To generate an arbitrary program you can now invoke Gen.generate1 term_gen.gen
(wrapped with a suitable string coersion to make the
generator's output more understandable). The output changes per each
invocation:
$ ocaml
OCaml version 4.04.0
[some lines about loaded libs omitted]
# Print.option (toOCaml ~typeannot:false) (Gen.generate1 term_gen.gen);;
- : string = "Some (exit ((fun n -> (-98051756132636271)) string_of_bool))"
# Print.option (toOCaml ~typeannot:false) (Gen.generate1 term_gen.gen);;
- : string =
"Some ((mod) (pred (let h = if true then exit ((/) (if false then 1830787755246062127
else (-2895157864674163253)) (lnot ((asr) (-3089269914618536456) 93))) else
let w = print_endline (let i = lnot 996022529208063915 in string_of_int 25) in
string_of_bool (exit (abs (-427726557501168681))) in ( * ) (pred (lnot (List.hd
(List.hd (exit 991))))) (lnot 5))) ((lsr) 225 755))"

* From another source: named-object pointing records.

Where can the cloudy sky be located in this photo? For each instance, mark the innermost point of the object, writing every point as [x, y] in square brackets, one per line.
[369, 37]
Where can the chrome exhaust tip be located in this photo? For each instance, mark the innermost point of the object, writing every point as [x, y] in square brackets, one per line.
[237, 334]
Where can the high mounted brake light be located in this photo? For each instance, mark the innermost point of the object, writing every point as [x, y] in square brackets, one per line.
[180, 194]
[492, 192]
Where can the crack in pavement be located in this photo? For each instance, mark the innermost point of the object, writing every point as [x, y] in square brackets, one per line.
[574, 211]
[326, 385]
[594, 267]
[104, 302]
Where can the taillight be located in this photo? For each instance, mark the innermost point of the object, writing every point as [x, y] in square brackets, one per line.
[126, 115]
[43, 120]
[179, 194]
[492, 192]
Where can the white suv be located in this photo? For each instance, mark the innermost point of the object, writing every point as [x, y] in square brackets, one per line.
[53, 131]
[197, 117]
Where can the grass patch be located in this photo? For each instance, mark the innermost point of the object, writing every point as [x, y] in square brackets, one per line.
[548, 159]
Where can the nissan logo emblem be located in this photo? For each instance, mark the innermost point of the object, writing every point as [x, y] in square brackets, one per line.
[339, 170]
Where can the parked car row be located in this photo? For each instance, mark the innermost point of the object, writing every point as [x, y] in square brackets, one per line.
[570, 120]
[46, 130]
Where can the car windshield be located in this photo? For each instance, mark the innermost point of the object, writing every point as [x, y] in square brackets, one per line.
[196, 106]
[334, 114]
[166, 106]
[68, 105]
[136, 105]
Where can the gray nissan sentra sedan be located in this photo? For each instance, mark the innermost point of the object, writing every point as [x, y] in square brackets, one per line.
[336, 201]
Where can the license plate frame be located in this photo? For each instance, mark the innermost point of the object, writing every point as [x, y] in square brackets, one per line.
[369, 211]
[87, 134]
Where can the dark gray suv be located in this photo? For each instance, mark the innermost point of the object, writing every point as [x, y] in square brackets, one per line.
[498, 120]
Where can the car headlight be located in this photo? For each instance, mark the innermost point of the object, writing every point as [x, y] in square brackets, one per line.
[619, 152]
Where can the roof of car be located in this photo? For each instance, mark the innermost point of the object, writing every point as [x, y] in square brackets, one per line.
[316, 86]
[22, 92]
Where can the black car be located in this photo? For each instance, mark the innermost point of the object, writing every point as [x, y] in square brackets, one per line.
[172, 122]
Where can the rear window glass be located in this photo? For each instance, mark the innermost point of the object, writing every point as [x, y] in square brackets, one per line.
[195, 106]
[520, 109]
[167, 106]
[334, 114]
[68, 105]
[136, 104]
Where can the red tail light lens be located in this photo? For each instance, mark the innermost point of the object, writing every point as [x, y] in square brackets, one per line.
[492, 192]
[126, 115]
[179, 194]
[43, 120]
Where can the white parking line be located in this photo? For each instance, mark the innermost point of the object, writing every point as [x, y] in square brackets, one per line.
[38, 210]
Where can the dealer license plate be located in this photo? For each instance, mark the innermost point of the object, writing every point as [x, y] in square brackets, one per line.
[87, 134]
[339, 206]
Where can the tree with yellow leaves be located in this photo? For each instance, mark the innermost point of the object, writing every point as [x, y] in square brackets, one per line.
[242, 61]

To observe the distribution of the effect-driven program generator you
can build a different target with make stat
which results in a
effstat.native
executable. This program runs a constant true test
over generated terms while logging the size of each term.
A bashscript runstat.sh
will then run ./effstat.native -v
, log the
output, process it with sed
, and pass the output to the program
'ministat'.
runstat.sh
itself requires a *nix platform with bash and 'ministat'
installed.
When run, runstat.sh
should produce output along these lines (you
can adjust the 50 generated terms in src/effstat.ml
):
$ ./runstat.sh
x stat_size.txt
+-------------------------------------------------------------------------------------------------------------+
| x |
| xx |
| xx |
| xxx |
| xxxx |
| xxxx |
| xxxx |
| xxxx |
| xxxx x x xx |
| xxxxx xxx x x xxx x x x x x|
||____________M_________A_____________________| |
+-------------------------------------------------------------------------------------------------------------+
N Min Max Median Avg Stddev
x 50 1 639 16 80.82 148.41691
The very latest version of the QCheck library can provide similar output and thereby removes the need for the above bashscript.